Managing a baseball roster is equal parts planning with what you have and managing the unexpected. A time or twelve each season, that means shuffling the deck due to major injury, and despite the best laid plans, it sometimes happens due to players simply not living up to their expectations.
You plan as best you can with the best you’ve got, and then react with contingencies as quickly as you can when a curveball gets thrown your way.
The Cincinnati Reds and GM Nick Krall are planning to have Luis Castillo parked atop their rotation for the 2021 season, and beyond. Anyone in Krall’s position, with an arm like Castillo, would do the same. With a 124 ERA+ to his name in his still-brief career, Castillo is finally set to make above the league-minimum for the first time in 2021, and comes with a trio of years of team control remaining, aspects that are vital to any club in baseball, let alone teams operating on shoestring budgets more often than not.
There are 30 MLB franchises, and the GM of each has a phone number. They all know one another, they all do business with one another, and even if doing business today isn’t something they’re interested in doing, simply ignoring a peer isn’t exactly the best way to set up any future business they’d like to pull off down the road. So, when one of them calls, they answer. They listen. Each knows what their plan is, they see how this proposal would impact said plan, and they react accordingly.
If one of them calls and asks about a trade for Luis Castillo, tell ‘em the truth - he’s a cheap, young star, one around whom we’re building, one who’s been 24% better than his peers at what he does, and since we’re going to do our best to win games in 2021, anything less than a direct replacement for all that is a non-starter. You tell ‘em you need a cheap, young star, one around whom you can build, one who’s been roughly 24% better than his peers at what he does, and since you’re going to to do your best to win games in 2021, he needs to be a big leaguer, not a down-the-road prospect. And if that player isn’t a pitcher, we want more than just him, since cheap, proven pitching is the single hardest thing to find on the planet.
That isn’t shopping Luis Castillo, that’s planning around Luis Castillo and letting the entire world know just how much. Given the flurry of information, disinformation, and fan-hearts with dreams out there, it’s sometimes difficult to discern which is which. Such was the case this weekend, as rumors about the New York Yankees and Castillo ran rampant before being summarily shot down by Krall late Sunday evening. MLB.com’s Mark Sheldon relayed that, with Krall saying the rumors Castillo was being shopped were ‘completely false.’
#reds GM Nick Krall has poured water on any Luis Castillo trade rumor with the Yankees.— Mark Sheldon (@m_sheldon) January 18, 2021
“They are completely false. We intend to have him as a member of our rotation for 2021.”
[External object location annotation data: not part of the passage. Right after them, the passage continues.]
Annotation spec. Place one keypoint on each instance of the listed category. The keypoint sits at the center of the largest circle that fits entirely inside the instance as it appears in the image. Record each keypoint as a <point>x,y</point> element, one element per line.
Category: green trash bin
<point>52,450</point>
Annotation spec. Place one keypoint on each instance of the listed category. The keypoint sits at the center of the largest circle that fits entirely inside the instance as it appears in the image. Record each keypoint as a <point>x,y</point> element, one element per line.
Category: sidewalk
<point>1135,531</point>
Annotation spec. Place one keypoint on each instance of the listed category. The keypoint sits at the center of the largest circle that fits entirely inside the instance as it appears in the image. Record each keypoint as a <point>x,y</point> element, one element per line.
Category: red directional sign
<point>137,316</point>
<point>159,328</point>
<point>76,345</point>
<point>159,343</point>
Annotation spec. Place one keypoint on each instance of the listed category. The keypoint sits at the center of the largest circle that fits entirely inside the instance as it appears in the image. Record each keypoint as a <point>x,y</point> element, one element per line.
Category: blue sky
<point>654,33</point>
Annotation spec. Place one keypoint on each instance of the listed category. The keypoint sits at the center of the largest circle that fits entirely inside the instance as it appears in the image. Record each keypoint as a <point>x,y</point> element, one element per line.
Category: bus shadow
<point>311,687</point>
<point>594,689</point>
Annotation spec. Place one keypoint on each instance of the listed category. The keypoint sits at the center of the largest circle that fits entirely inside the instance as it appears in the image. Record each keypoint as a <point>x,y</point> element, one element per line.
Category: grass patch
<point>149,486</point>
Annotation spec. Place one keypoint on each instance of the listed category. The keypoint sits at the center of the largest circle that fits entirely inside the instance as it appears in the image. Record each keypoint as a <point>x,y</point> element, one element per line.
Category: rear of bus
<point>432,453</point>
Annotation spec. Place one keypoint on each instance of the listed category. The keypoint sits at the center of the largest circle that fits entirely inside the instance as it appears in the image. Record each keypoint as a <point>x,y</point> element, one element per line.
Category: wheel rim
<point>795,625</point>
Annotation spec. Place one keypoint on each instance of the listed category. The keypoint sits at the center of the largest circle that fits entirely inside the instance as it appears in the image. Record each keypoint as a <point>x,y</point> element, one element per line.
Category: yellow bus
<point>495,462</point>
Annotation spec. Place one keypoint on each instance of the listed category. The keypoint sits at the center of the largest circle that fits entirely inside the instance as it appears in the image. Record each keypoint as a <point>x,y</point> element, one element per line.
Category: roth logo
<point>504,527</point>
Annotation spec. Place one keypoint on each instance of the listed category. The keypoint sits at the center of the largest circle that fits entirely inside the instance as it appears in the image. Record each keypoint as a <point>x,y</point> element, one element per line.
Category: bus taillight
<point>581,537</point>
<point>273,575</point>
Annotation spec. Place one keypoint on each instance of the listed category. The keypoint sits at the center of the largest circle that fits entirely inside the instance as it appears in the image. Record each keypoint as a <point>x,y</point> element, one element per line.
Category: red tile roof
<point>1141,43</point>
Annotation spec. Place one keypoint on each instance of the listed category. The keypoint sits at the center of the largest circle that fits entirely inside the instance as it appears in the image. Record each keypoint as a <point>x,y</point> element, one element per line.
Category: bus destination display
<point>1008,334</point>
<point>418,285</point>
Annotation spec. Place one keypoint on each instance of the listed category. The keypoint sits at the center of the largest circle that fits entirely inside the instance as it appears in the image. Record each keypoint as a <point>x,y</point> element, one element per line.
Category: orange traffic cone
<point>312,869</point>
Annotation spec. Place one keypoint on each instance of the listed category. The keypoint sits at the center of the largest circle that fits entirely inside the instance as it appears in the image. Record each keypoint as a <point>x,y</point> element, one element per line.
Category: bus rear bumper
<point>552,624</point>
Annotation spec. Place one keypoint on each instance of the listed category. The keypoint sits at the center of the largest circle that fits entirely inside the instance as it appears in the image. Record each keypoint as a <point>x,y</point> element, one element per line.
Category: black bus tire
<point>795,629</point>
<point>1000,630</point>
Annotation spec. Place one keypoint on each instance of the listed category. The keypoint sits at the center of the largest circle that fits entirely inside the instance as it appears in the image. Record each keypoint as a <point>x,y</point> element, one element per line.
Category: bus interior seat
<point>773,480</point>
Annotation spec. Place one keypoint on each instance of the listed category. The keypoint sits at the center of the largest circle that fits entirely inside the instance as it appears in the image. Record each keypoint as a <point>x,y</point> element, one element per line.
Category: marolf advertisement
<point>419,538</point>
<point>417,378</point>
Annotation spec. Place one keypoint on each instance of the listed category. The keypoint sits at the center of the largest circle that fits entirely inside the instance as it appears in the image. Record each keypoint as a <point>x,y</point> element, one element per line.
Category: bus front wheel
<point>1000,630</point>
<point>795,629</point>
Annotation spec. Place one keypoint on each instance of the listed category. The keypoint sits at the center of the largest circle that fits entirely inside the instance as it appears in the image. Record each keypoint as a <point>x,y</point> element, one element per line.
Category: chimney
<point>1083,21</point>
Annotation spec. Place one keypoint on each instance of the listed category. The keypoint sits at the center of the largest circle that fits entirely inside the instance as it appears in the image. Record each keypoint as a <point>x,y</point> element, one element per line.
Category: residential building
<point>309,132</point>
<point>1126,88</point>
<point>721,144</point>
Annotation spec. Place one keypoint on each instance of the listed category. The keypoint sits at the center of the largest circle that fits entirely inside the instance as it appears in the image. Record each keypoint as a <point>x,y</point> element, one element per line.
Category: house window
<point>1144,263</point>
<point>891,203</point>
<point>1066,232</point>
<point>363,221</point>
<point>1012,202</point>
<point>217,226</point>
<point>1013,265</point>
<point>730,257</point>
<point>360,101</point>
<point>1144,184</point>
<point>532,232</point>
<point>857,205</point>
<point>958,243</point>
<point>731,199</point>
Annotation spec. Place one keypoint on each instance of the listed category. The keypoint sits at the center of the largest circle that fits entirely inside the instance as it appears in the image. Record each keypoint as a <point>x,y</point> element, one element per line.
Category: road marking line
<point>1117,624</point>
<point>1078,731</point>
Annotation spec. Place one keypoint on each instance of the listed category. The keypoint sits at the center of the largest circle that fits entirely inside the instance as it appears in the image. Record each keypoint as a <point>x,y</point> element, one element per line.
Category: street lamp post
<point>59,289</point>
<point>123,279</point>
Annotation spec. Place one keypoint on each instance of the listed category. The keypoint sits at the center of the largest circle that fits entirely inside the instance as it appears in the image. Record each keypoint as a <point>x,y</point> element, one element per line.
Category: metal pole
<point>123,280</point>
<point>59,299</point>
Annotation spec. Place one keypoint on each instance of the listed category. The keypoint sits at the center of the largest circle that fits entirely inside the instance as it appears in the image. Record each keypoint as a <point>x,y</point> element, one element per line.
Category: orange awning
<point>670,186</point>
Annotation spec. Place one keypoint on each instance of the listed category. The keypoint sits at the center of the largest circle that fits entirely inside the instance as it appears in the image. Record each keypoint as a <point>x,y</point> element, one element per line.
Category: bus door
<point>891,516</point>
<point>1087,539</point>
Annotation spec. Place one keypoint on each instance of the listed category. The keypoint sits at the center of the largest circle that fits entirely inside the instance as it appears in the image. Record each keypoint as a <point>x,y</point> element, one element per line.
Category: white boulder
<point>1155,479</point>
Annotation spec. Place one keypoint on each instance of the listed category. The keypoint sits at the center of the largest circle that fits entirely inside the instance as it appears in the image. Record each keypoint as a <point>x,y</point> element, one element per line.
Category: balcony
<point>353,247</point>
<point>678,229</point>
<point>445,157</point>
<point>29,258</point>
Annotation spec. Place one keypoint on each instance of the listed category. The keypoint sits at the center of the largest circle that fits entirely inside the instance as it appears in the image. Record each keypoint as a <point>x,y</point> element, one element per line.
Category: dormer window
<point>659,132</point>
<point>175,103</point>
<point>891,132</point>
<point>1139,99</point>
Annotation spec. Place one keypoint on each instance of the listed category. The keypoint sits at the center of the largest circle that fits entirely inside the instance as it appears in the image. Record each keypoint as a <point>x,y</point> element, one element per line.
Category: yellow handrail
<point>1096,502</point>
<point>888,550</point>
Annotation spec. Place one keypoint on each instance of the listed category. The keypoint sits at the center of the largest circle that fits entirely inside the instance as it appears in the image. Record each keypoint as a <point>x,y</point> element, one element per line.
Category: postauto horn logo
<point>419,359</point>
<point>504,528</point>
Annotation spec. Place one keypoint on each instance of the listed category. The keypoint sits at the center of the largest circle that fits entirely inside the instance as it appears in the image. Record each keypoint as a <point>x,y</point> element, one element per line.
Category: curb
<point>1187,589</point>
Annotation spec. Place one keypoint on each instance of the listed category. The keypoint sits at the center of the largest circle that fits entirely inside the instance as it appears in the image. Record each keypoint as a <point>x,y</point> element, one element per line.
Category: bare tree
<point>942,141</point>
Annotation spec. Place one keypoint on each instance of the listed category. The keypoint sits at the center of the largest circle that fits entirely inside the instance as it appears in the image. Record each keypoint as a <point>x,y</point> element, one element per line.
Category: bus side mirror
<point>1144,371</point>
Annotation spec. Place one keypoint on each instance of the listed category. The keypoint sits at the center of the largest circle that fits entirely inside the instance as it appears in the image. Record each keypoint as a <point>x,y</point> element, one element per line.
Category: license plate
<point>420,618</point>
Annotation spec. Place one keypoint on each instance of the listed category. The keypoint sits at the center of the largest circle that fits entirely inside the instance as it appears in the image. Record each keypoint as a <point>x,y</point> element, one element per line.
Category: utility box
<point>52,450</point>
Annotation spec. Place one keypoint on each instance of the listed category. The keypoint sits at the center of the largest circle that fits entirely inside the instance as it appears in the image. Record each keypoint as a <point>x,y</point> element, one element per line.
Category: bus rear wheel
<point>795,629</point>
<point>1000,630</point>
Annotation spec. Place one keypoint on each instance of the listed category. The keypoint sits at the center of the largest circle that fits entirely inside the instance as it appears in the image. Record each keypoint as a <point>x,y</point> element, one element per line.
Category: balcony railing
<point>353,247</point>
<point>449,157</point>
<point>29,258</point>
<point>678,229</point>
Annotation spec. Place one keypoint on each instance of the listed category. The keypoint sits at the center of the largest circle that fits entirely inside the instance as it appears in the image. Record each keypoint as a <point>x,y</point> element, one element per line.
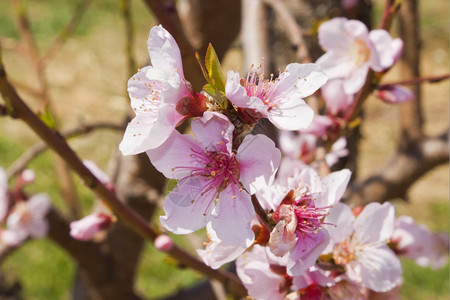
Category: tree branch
<point>130,218</point>
<point>37,149</point>
<point>404,168</point>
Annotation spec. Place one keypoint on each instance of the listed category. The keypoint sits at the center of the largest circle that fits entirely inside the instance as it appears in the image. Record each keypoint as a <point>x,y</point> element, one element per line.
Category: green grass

That sentiment was buttressed by MLB Network’s Jon Heyman this morning, however, with a bit juicier nugget.
Reds asked the Yankees for SS Gleyber Torres plus in Castillo talks as just said on @MLBNetwork. That makes sense as both are young stars, and Cincinnati needs a SS. Yankees said no. Also not a surprise, Now Castillo very likely stays in Cincy.— Jon Heyman (@JonHeyman) January 18, 2021
If Heyman is to be believed here, which is certainly a question worth asking, it’s easy to walk right through this scenario. A team calls about a young, cheap, controllable ace, the hardest damn thing to find in the baseball world. Teams that have those plan everything around them, but are also smart enough to pick up the phone when another GM hollers.
If it’s Brian Cashman of the Yankees doing the hollering, you tell it to him straight - we need a big league star who’s cheap and controllable, 20+% better than his peers already, and if that player isn’t a pitcher we slot right back into our rotation, he needs to be even cheaper or more controllable than Luis, since we’ve got to find that replacement, too.
That’s the price to tweak the plan. That should be the price, too, since the Reds are in no position to have to move a player like Castillo, and if you don’t have to move a player of that caliber, you absolutely do not move him for quantity only - you move him for equal quality and then some, since it’s someone else who’s doing the asking.
A quick scan of the Yankees roster at the moment shows a 2x All Star shortstop with a career OPS+ some 22% better than league average, one who comes with a league-minimum salary for 2021 and one more year of team control than Castillo. That’s Gleyber Torres, and if he’s off the table, there is no table.
If Brian Cashman fielded an out of the blue call from Nick Krall asking about the availability of Gleyber Torres, the first thing he’d ask for is Luis Castillo. He’d be pretty crazy not to, even if it’s a deal that breaks each others’ plan too much for either to agree to. That doesn’t mean Castillo is on the trade block, or that Torres is now, too, it simply means both clubs have damn fine players at their respective positions and it would take a seismic shift to alter their team plans to accommodate them not being around, and now both sides know that for certain.
That doesn’t make it any less fun to consider, of course. It also doesn’t make the Yankees any less thirsty for a top of the rotation arm, and it certainly doesn’t make the Reds any less hungry for an everyday shortstop who can help dig their offense out of the doldrums. So, at least we’ve got those things to still look forward to this winter, which is nice.